Они просидели над картой больше часа. Теперь их интересовали лишь эти три километра фронта, отведенные дивизии в топком междуречье Дравы и Савы. Левее действовали партизаны, и надо было позаботиться о том, чтобы надежно обеспечить стык. Строев посоветовал двинуть туда бондаревский полк, которому еще при жизни старого командира  Ивана Бондаря  всегда поручались самые трудные задачи. Генерал охотно согласился. В оперативное подчинение Мамедова решили передать истребительный противотанковый дивизион и две гаубичные батареи артполка, тем более, что рассчитывать на поддержку с воздуха очень-то не приходится, погода нелетная. Но как матушке-пехоте наступать по такой трясине? Если бы крепкий морозец-утренник,  тогда другое дело. Однако прогноз погоды неутешительный: днем  туман, ночью  ноль градусов, а при нуле всего тяжелее месить грязь  до судорожной боли стынут ноги. Значит, остается одно: срочно готовить штурмовые мостики, фашины. Без них и шагу не ступишь по гиблым топям.
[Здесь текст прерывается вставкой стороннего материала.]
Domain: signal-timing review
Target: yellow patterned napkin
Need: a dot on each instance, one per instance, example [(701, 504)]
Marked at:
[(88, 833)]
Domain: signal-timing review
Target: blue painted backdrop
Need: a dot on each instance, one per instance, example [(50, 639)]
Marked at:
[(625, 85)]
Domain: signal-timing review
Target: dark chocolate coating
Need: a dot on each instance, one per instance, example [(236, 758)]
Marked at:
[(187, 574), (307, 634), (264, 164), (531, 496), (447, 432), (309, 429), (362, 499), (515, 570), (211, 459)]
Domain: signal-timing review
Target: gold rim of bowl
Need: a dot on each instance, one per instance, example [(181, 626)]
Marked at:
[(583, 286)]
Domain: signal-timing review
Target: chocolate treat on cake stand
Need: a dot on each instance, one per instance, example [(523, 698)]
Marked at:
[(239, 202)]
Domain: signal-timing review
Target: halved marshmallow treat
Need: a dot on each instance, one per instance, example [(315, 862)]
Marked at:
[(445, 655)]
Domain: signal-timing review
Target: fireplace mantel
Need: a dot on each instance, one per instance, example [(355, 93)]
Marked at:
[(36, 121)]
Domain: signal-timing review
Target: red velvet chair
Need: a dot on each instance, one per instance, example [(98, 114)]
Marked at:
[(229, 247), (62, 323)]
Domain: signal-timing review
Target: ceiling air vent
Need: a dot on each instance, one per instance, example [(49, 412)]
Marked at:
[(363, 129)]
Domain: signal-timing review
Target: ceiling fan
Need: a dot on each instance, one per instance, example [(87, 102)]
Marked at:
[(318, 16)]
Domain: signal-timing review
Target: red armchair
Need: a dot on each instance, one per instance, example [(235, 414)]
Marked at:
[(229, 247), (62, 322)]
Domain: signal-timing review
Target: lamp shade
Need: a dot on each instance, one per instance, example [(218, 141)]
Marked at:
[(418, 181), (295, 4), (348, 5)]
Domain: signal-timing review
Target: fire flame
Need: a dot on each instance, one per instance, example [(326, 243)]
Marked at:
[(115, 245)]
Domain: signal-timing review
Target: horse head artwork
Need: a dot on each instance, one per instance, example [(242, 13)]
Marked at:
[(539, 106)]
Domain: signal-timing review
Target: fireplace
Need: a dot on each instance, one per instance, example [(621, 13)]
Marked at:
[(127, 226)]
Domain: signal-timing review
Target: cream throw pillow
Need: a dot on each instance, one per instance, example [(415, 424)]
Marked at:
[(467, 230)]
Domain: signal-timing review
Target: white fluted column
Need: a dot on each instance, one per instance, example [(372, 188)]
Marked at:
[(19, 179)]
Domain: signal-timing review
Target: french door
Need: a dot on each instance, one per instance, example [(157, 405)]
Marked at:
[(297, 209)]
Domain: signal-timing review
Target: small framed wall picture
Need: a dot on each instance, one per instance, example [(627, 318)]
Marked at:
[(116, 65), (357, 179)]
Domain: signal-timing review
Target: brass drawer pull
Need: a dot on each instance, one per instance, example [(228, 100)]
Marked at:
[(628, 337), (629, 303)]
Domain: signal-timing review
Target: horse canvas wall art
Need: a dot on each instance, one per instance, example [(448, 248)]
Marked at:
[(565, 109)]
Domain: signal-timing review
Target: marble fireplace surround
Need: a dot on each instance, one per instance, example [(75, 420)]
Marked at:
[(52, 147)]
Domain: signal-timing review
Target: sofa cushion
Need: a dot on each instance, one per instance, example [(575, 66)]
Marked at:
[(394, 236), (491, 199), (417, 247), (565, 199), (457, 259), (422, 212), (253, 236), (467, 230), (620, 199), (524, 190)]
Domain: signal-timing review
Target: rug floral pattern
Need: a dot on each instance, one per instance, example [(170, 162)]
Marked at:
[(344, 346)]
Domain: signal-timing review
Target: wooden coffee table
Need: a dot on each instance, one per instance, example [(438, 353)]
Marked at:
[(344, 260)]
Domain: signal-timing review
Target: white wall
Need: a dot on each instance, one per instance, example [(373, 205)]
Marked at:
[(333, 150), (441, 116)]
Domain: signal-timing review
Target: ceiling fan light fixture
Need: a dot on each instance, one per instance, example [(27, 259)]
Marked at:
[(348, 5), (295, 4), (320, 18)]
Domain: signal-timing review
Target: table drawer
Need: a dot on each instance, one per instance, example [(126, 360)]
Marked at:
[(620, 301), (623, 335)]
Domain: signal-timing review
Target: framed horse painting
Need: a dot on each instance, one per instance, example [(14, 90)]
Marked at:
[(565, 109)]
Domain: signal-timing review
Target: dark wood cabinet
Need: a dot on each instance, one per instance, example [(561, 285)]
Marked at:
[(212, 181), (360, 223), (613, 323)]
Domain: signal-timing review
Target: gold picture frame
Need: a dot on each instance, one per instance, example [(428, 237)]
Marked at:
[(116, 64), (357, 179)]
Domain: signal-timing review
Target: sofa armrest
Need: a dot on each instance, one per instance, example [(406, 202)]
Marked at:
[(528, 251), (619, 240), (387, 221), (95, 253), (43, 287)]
 Уж лучше бы минные поля, чем проклятые болота,  сказал в заключение комдив, устало разгибаясь над рабочей картой, испещренной условными знаками боевых порядков пехоты.

 Я все-таки считаю, что должны быть тут какие-никакие дефиле,  стоял на своем полковник Строев.  Ночью произведем инженерную разведку. Сколько нас подводили карты.

 Ты оптимист,  Бойченко все передергивал плечами, но это уже был озноб, а не его старая привычка.

 Вам что  нездоровится?

 Немного. К утру все пройдет.

Вид у него был действительно неважный: небритые щеки в красных плывущих пятнах, воспаленные серые глаза утратили молодой, задорный свет. Однако он держался.

 Вам надо отдохнуть, Василий Яковлевич. Может быть, прислать врача?

 Никого не нужно. А вот боевой приказ, пожалуйста, продиктуй и пришли мне на подпись. Машина должна крутиться.

 Не беспокойтесь, все будет сделано точно в срок.